Os casamentos passaram a ser mais tardios, com menos filhos, resultado de uma vida mais dirigida a fortalecer uma carreira fora de casa. Com o passar do tempo, as atenções se voltaram com força total para o corpo e a estética, como um contraponto à despreocupação dos hippies. Com o surgimento da cirurgia plástica, todas ficavam com a mesma cara, mas dar uma esticadinha era o que havia de mais moderno.

A influência da cultura negra marcou a década e a moda combinava elementos como os black-powers e a boca-de-sino com inspirações na euforia dos anos 20, sobretudo nas maquiagens com muito brilho. A ginástica e o fisiculturismo chegavam à popularidade com o cooper e as primeiras academias. Era a hora de a mulher mostrar também a sua força física, com músculos esculpidos em horas de exercício.

A mulher e as responsabilidades

A lei do divórcio, aprovada em 1977, lançou novas concepções familiares: as estudantes revolucionárias da década anterior agora estavam separadas, cuidando dos filhos e assumindo as funções de chefe. Nessa época, um modelo genuinamente brasileiro de mulher de classe média chega à TV como prova máxima de realidade: Malu Mulher.
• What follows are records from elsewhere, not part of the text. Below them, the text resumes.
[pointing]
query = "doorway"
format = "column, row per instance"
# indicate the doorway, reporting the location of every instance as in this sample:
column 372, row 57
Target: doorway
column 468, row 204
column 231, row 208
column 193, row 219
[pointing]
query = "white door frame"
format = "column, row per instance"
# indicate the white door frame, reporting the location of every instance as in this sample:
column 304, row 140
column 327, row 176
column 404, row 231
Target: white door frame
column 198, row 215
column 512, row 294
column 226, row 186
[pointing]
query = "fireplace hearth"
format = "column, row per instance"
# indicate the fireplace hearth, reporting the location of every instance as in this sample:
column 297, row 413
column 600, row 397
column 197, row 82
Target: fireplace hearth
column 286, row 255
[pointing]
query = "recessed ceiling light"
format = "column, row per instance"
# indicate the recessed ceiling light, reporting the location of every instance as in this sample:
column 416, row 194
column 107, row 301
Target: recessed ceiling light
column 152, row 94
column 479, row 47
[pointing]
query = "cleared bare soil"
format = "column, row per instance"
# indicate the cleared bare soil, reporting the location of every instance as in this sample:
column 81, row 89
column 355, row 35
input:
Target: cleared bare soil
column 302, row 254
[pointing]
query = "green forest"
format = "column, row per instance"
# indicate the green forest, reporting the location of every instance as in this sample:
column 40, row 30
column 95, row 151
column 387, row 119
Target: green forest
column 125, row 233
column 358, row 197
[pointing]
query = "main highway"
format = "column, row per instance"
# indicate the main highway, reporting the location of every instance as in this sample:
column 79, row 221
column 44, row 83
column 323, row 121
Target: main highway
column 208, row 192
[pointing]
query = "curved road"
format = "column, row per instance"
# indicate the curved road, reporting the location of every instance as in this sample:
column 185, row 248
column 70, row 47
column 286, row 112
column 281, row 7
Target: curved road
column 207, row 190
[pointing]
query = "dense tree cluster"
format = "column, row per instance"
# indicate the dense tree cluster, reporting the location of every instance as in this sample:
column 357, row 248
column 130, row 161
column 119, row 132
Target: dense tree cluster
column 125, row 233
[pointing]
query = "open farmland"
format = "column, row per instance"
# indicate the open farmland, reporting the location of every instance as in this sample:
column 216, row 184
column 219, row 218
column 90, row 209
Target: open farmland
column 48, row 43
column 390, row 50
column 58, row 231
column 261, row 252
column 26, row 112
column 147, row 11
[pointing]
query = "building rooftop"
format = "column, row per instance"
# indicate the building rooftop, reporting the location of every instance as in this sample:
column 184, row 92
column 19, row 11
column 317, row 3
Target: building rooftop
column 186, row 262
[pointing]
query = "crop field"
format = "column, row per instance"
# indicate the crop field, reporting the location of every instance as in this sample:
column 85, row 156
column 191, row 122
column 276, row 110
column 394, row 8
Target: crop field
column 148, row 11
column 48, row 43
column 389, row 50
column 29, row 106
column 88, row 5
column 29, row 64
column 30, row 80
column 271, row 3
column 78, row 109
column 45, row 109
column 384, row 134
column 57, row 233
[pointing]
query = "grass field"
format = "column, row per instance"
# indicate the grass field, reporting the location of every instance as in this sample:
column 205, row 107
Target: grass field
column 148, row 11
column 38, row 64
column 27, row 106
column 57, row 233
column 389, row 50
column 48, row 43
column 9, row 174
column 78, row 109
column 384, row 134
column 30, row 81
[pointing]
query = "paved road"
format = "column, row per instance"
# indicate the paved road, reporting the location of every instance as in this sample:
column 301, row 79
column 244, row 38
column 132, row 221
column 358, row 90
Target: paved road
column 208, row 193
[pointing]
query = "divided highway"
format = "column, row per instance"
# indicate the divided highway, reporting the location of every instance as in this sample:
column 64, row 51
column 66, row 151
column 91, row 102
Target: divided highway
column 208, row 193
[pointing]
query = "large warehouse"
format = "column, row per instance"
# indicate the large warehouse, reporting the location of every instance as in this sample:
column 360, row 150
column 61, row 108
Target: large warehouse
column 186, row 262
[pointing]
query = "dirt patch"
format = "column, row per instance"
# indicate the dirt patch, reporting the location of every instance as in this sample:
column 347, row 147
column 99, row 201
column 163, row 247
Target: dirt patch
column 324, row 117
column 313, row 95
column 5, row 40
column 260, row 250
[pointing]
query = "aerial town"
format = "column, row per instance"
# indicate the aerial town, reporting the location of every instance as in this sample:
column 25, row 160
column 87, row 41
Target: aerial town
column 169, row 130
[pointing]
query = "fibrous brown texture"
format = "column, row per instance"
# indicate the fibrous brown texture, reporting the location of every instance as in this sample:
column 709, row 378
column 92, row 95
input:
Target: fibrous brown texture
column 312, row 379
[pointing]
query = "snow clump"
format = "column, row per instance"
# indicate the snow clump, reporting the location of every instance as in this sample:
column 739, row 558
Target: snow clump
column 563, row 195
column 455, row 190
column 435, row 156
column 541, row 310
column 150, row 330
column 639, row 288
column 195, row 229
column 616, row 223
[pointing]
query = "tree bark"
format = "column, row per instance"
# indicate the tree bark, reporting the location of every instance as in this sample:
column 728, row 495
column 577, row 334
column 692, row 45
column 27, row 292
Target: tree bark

Essa atuação feminina na sociedade, preocupada com a saúde, a estética, a carreira e a família, ajuda a disseminar a independência da mulher na imagem da executiva de sucesso: linda e bem-sucedida. Nas empresas, a presença cada vez maior de tailleurs e terninhos ressuscitaram discussões sobre as diferenças entre homens e mulheres.

Diferenças que chegaram aos anos 90 traduzidas numa imensa diversidade de comportamentos. O silicone criou polêmica e os modelos de beleza nunca foram tão contestados. A evolução tecnológica decretou o sepultamento da celulite, das rugas e dos complexos físicos e, ainda assim, a insatisfação torna a comparação com o sexo masculino inevitável.